1

I'm trying to come up with a regex pattern that will work with regexp_like in Impala and which will match values that are decimals (up to ten numbers followed by a decimal followed by one or more numbers).

I have a pattern which is working in .NET ("^-?\d{1,10}\.\d+$"), but this isn't working in regexp_like.

I've tried something similar in Impala ("^-?[0-9]{1,10}\.[0-9]+$"), but it keeps returning true for integers.

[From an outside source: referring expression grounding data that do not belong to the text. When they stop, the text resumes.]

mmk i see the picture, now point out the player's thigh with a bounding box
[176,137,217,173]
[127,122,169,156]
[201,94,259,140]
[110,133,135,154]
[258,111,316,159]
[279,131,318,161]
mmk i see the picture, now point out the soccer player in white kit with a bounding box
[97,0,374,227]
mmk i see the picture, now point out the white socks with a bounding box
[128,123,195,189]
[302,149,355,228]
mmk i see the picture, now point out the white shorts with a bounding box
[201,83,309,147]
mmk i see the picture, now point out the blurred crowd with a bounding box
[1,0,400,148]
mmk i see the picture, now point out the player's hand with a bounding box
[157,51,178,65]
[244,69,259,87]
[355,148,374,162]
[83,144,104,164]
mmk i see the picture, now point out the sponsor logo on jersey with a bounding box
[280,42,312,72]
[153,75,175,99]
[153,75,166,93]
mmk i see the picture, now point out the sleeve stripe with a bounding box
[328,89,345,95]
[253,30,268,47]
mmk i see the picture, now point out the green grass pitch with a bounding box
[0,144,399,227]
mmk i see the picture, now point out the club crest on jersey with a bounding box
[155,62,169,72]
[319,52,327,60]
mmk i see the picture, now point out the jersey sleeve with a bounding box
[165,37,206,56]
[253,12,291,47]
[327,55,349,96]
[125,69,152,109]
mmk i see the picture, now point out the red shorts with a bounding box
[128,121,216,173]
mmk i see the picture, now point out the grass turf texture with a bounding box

Why isn't it requiring the decimal to be there?

Some expected scenario results:

0 = False
0. = False
.5 = False
0.1 = True
123456 = False
-123456 = False
123456.2 = True
-123456.2 = True
Test = False

I'd like to make it even more complex and disallow numbers that start with multiple zeros, but I can't even get it to require the decimal point.

WATYF
  • 409
  • 1
  • 5
  • 16

1 Answers1

2

Your regex still matches integers because the \ before d in a string literal disappears and the . remains and matches any char in the string.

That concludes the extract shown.